A day after the release of the 2019 Longlist for Nonfiction, The National Book Foundation has announced the Longlist for the 2019 Book Award for Fiction and it’s full of rich titles. Just as nonfiction has the power to turn truth into stunning narratives, great fiction combines fabrication with reality to enthralling effect.

The list includes a range of genres, but a resounding similarity between them are the raw and realistic depictions of the human experience. Check out the synopsis of the novels (and a few Paste reviews) to find some future favorites or see if there are any books you’re rooting for.

The National Book Award Finalists will be announced on Oct. 8.

The 2019 National Book Awards Longlist for Fiction

Taffy Brodesser-Akner, Fleishman Is in Trouble
In her debut novel, Brodesser-Akner addresses male privilege and the struggle of divorce. Fleishman Is in Trouble throws a father into taking full responsibility for his children after his wife leaves him, and he’s forced to reconsider what it means to be a father and a parent.

Susan Choi, Trust Exercise
This coming-of-age novel by Choi is set in 1980’s suburbia and centers on two students at a performing arts high school who fall in love. The writing of Trust Exercise makes this straightforward plot extraordinary as the reader must question the difference between fact and fiction.

Kali Fajardo-Anstine, Sabrina & Corina: Stories
Fajardo-Anstine creates a poignant study of Latinas of indigenous descent through this debut collection of short stories. Sabrina & Corina: Stories is rooted in one place, Denver, yet it explores a variety of themes such as ancestry, incarceration, illness, gentrification and domestic violence with a compassionate hand.

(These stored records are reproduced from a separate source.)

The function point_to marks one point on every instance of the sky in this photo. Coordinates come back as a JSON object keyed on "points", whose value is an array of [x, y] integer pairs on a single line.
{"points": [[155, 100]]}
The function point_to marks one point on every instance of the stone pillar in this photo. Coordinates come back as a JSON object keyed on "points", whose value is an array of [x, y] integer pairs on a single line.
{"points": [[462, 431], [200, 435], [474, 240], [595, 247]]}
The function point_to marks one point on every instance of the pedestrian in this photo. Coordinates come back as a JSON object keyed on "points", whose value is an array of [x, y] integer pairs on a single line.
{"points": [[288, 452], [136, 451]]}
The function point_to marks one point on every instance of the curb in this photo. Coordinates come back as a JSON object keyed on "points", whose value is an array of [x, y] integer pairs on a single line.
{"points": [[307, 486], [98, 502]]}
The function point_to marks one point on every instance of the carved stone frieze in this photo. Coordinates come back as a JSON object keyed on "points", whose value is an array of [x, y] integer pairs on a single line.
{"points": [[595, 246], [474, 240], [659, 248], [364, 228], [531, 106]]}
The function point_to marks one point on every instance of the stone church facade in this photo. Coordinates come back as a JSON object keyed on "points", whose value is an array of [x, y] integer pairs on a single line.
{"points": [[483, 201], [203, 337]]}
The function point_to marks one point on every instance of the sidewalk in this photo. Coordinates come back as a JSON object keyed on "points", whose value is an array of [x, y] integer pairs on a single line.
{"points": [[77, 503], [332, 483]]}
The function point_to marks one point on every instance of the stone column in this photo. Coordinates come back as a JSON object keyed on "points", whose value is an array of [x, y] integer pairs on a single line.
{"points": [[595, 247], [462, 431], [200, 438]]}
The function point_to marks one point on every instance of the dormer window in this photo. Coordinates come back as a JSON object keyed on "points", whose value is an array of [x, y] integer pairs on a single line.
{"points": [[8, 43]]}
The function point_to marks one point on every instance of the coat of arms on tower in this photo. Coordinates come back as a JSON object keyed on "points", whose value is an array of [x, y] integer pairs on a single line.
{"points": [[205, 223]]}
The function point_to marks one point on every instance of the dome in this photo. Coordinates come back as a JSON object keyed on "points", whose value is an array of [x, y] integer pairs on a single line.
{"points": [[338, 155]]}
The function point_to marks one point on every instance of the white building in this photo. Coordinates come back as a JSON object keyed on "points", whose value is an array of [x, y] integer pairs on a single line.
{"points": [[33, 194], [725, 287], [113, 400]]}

Marlon James, Black Leopard, Red Wolf
Man Booker Prize winner James weaves African mythology into this fiercely original epic about a lost boy and the fantastical characters bent on finding him. Black Leopard, Red Wolf is the first installment in what is set to be a compelling trilogy.

Laila Lalami, The Other Americans
Lalami’s The Other Americans shifts between perspectives in this story set in a small Southern California town threatening to explode with tension. The Other Americans starts out with the murder of a Moroccan immigrant that leaves witnesses and survivors in shock, and divisions between people’s cultural identities and personal beliefs become glaringly clear.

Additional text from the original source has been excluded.